Trump volvió a cubrirse de elogios, y descargó toda su bronca contra Michael Wolff, autor de Fuego y furia, a quien llamó un "fraude".

"Fui a la mejor universidad, tuve una situación donde fui un muy excelente estudiante, salí, hice miles y miles de millones de dólares, me convertí en uno de los mejores empresarios, fui a la televisión y durante diez años fui un tremendo éxito, como probablemente hayan escuchado, competí por la presidencia una vez, y gané. Y después escucho a este tipo, que no me conoce, no me conoce para nada, no me entrevistó en la Casa Blanca. Dice que me entrevistó por tres horas en la Casa Blanca. No existió. Está en su imaginación", fustigó el presidente.

Pero Trump y Wolff sí se conocen. Wolff entrevistó a Trump durante la campaña, y dijo que habló con Trump por un espacio de tres horas antes y después de que asumiera la presidencia. La vocera de Trump, Sarah Sanders, reconoció que tuvo acceso a la Casa Blanca, donde fue visto por varios periodistas. Sanders también dijo que Wolff y Trump hablaron una vez por teléfono, aunque agregó que nunca, desde que asumió la presidencia, Trump le concedió una entrevista.

Ayer, Trump especuló con que el acceso de Wolff fue gracias a "Descuidado Steve", el sobrenombre que le puso a su antiguo estratega, Steve Bannon, caído en desgracia.

"Lo considero un trabajo de ficción", cerró Trump sobre el libro, que anteayer se agotó en Washington, en su primer día de venta.

El presidente también insistió en desacreditar la investigación federal sobre el Rusiagate, el escándalo por la intromisión del Kremlin en la última elección presidencial, que intenta dilucidar si existió colusión entre el gobierno de Vladimir Putin y su campaña.
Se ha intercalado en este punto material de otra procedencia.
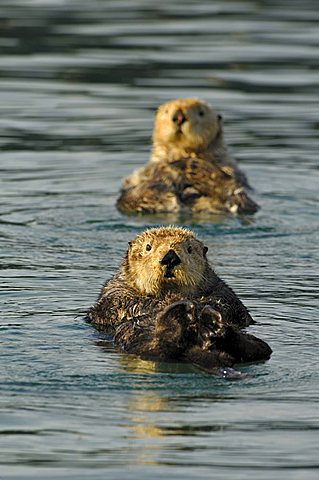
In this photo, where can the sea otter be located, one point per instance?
(190, 169)
(167, 302)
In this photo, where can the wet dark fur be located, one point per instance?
(195, 185)
(203, 329)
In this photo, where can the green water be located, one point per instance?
(79, 84)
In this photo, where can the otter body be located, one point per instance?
(167, 302)
(190, 169)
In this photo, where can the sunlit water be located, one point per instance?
(79, 83)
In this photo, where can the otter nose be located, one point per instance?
(171, 260)
(179, 117)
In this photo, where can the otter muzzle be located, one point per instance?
(170, 261)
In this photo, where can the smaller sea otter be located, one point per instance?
(190, 169)
(167, 302)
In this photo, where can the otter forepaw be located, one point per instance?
(211, 325)
(172, 328)
(182, 312)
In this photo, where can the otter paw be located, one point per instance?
(181, 312)
(210, 326)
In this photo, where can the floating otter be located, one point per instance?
(190, 169)
(167, 302)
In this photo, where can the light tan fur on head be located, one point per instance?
(143, 269)
(200, 128)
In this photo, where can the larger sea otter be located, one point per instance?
(167, 302)
(190, 169)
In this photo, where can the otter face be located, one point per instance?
(165, 259)
(186, 123)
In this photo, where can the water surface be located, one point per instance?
(79, 84)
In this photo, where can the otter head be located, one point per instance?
(165, 259)
(187, 124)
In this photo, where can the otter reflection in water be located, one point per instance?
(190, 169)
(167, 302)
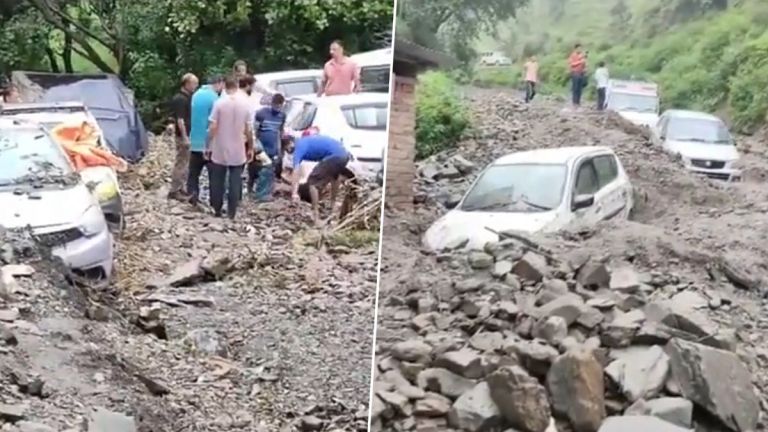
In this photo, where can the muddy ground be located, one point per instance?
(689, 235)
(210, 325)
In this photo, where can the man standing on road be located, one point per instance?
(181, 108)
(531, 72)
(577, 63)
(340, 74)
(268, 124)
(201, 106)
(332, 160)
(230, 125)
(601, 82)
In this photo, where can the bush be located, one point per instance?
(441, 116)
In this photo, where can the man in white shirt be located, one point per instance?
(601, 79)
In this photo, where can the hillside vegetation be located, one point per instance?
(705, 54)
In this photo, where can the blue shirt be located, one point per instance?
(202, 106)
(270, 124)
(315, 148)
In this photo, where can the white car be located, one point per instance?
(375, 67)
(39, 189)
(635, 101)
(701, 140)
(102, 181)
(359, 121)
(541, 190)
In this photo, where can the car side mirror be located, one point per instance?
(582, 201)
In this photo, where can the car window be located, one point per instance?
(517, 188)
(30, 154)
(304, 118)
(297, 88)
(606, 168)
(369, 116)
(586, 179)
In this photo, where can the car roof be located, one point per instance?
(271, 76)
(355, 98)
(699, 115)
(557, 155)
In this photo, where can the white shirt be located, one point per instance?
(602, 77)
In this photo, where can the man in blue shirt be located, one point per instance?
(332, 160)
(269, 123)
(201, 107)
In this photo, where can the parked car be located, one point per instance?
(359, 121)
(636, 101)
(39, 189)
(541, 190)
(102, 181)
(375, 67)
(702, 142)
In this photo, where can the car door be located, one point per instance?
(586, 183)
(612, 197)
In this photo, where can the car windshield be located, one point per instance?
(633, 103)
(698, 130)
(517, 188)
(29, 156)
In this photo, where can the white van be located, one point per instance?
(375, 67)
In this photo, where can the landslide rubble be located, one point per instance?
(652, 324)
(209, 325)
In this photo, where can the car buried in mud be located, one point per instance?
(543, 190)
(701, 141)
(40, 191)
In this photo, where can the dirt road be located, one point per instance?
(211, 325)
(457, 332)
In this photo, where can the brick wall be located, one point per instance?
(401, 149)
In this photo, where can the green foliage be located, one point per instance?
(441, 116)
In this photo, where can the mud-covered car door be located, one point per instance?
(613, 195)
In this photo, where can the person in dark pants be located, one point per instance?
(229, 125)
(332, 160)
(202, 106)
(269, 124)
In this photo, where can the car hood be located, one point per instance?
(54, 207)
(458, 227)
(641, 119)
(697, 150)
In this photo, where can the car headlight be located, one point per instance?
(92, 222)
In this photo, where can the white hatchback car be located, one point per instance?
(702, 141)
(542, 190)
(40, 190)
(359, 121)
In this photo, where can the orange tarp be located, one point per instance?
(80, 141)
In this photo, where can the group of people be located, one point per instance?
(221, 128)
(577, 66)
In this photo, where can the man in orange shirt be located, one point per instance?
(340, 74)
(577, 63)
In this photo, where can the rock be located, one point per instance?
(717, 381)
(640, 372)
(520, 398)
(553, 330)
(465, 362)
(480, 260)
(575, 383)
(432, 405)
(531, 267)
(413, 350)
(107, 421)
(444, 382)
(677, 411)
(475, 411)
(624, 280)
(639, 424)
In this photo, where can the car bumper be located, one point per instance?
(89, 255)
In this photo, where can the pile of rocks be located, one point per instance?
(517, 337)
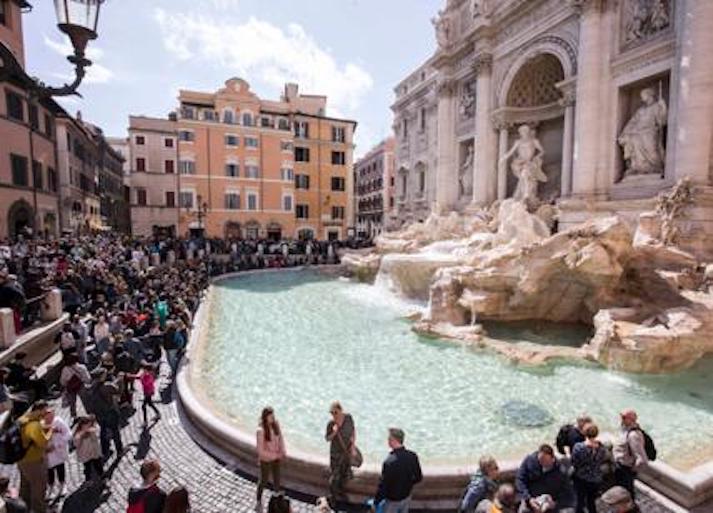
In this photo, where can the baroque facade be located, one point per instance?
(618, 94)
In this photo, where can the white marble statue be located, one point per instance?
(443, 29)
(465, 175)
(527, 165)
(642, 137)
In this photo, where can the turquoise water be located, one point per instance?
(297, 341)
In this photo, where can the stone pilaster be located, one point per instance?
(484, 176)
(694, 133)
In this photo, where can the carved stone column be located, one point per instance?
(484, 177)
(446, 174)
(694, 131)
(568, 102)
(588, 110)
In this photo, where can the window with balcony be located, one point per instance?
(302, 182)
(232, 201)
(187, 167)
(337, 213)
(302, 211)
(15, 106)
(338, 158)
(232, 170)
(338, 183)
(301, 154)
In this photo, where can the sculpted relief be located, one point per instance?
(645, 18)
(642, 137)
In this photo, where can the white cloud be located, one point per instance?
(258, 50)
(96, 73)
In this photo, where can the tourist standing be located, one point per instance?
(88, 447)
(270, 452)
(57, 452)
(629, 451)
(33, 467)
(399, 473)
(341, 435)
(587, 460)
(147, 496)
(482, 486)
(542, 482)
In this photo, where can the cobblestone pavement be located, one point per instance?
(213, 487)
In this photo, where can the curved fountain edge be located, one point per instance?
(307, 474)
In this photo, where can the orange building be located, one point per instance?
(256, 168)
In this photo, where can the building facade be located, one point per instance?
(29, 201)
(606, 85)
(153, 176)
(255, 168)
(374, 189)
(416, 146)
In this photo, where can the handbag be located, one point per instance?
(355, 457)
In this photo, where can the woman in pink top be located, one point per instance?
(270, 452)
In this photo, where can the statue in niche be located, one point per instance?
(465, 174)
(642, 137)
(527, 165)
(467, 101)
(443, 29)
(645, 18)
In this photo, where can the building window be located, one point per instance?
(187, 136)
(186, 167)
(301, 154)
(185, 199)
(141, 197)
(18, 164)
(51, 179)
(302, 211)
(338, 183)
(15, 107)
(337, 212)
(37, 174)
(287, 174)
(232, 200)
(338, 134)
(302, 129)
(302, 182)
(252, 201)
(232, 170)
(338, 158)
(287, 203)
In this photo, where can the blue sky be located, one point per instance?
(354, 51)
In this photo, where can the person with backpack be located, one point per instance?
(147, 497)
(630, 451)
(72, 379)
(34, 437)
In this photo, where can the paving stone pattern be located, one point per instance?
(213, 488)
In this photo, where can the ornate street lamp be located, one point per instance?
(78, 19)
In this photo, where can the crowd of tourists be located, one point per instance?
(131, 304)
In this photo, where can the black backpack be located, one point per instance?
(649, 445)
(11, 448)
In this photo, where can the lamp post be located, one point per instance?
(78, 19)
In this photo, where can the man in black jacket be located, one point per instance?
(400, 471)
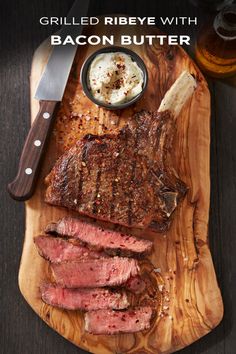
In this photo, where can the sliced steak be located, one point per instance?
(113, 242)
(95, 273)
(84, 299)
(123, 178)
(114, 322)
(135, 284)
(56, 250)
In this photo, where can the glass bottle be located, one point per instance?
(216, 45)
(211, 5)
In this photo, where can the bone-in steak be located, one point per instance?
(114, 322)
(123, 178)
(90, 273)
(57, 250)
(84, 299)
(111, 241)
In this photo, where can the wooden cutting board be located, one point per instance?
(191, 303)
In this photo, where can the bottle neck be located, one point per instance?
(225, 23)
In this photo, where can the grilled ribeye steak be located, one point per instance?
(114, 322)
(123, 178)
(91, 273)
(57, 250)
(83, 299)
(112, 242)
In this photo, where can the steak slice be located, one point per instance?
(57, 250)
(112, 242)
(83, 299)
(95, 273)
(123, 178)
(114, 322)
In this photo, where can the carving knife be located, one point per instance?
(49, 92)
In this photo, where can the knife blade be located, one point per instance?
(49, 92)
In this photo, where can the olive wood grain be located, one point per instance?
(191, 303)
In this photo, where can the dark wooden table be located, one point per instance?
(22, 332)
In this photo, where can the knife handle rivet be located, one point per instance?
(46, 115)
(28, 171)
(37, 143)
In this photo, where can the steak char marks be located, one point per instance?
(122, 178)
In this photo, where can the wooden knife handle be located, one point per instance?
(24, 184)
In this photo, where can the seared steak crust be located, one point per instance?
(114, 322)
(123, 178)
(112, 242)
(57, 250)
(84, 299)
(95, 272)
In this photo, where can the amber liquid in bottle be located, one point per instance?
(216, 45)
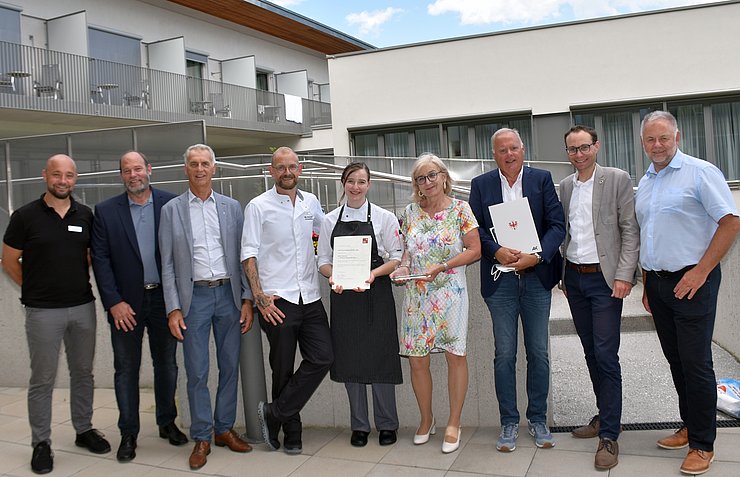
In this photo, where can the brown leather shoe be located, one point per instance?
(232, 440)
(677, 440)
(199, 456)
(697, 461)
(589, 430)
(607, 454)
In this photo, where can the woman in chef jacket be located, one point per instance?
(363, 322)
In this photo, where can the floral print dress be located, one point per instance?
(435, 314)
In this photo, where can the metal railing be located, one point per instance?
(46, 80)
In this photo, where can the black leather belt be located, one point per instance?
(668, 275)
(584, 267)
(211, 283)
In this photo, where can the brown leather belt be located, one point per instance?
(584, 268)
(668, 275)
(211, 283)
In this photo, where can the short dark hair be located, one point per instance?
(353, 167)
(581, 128)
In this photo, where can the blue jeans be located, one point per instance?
(685, 330)
(127, 347)
(212, 308)
(597, 318)
(521, 295)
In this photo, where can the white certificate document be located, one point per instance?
(513, 226)
(351, 261)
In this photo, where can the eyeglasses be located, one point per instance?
(280, 169)
(584, 148)
(431, 177)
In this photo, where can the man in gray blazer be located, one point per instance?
(204, 288)
(601, 248)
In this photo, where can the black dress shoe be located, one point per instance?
(359, 438)
(42, 460)
(127, 449)
(93, 441)
(269, 425)
(173, 434)
(387, 438)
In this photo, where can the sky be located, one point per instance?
(385, 23)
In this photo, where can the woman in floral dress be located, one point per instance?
(441, 237)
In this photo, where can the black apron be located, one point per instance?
(363, 324)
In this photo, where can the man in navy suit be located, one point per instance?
(525, 291)
(205, 288)
(127, 269)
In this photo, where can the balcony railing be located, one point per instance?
(47, 80)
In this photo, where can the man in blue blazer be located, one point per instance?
(127, 269)
(524, 292)
(204, 288)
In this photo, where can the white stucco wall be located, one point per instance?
(545, 70)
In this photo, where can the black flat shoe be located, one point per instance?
(359, 438)
(127, 449)
(387, 438)
(93, 441)
(172, 434)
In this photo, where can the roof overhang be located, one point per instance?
(279, 22)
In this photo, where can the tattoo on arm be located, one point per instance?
(250, 269)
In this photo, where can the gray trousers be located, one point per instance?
(384, 406)
(45, 330)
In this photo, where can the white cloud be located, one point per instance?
(481, 12)
(370, 22)
(286, 3)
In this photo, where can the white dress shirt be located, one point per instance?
(514, 192)
(385, 227)
(278, 234)
(209, 262)
(582, 245)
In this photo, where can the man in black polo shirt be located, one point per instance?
(52, 236)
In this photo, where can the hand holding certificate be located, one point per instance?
(351, 262)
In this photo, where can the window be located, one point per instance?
(710, 130)
(263, 83)
(10, 25)
(470, 140)
(457, 141)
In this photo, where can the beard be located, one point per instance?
(138, 189)
(59, 195)
(288, 183)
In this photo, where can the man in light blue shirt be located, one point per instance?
(688, 221)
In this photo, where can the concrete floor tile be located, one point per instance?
(631, 465)
(483, 459)
(643, 443)
(340, 448)
(113, 468)
(65, 465)
(555, 463)
(14, 456)
(316, 438)
(262, 461)
(322, 466)
(386, 470)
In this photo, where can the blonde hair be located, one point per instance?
(423, 160)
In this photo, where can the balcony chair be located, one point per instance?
(140, 100)
(51, 82)
(217, 105)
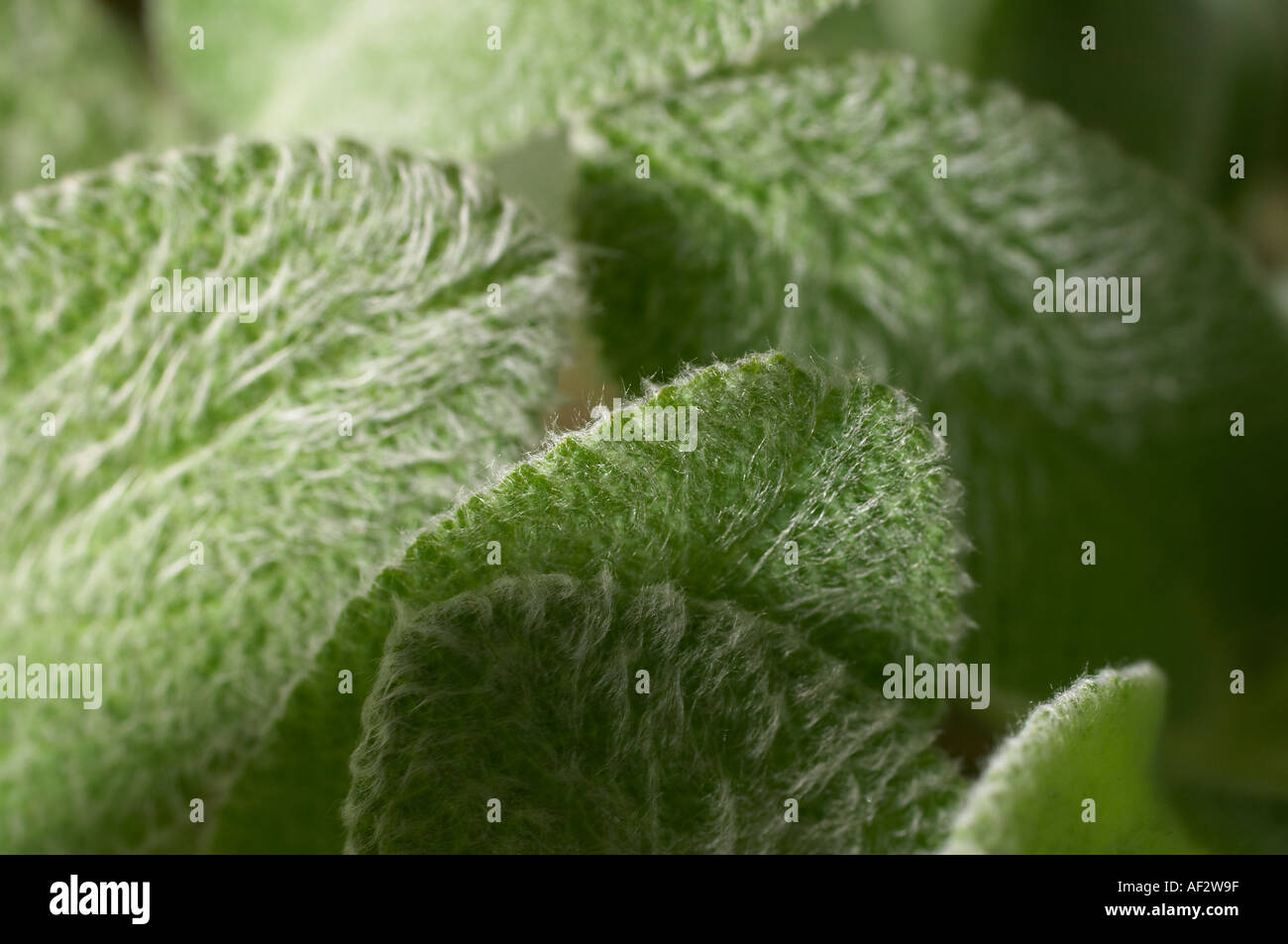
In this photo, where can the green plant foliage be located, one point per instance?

Trump dijo que esa historia estaba "muerta". Además, le dio un guiño a la apertura diplomática que mostró el régimen de Kim Jong-un, y se mostró dispuesto a dialogar con el gobierno norcoreano.

La cumbre del oficialismo en Camp David comenzó anteanoche, cuando Trump, algunos de sus colaboradores y legisladores republicanos dejaron la política de lado para ver una película. La elección: The Greatest Showman.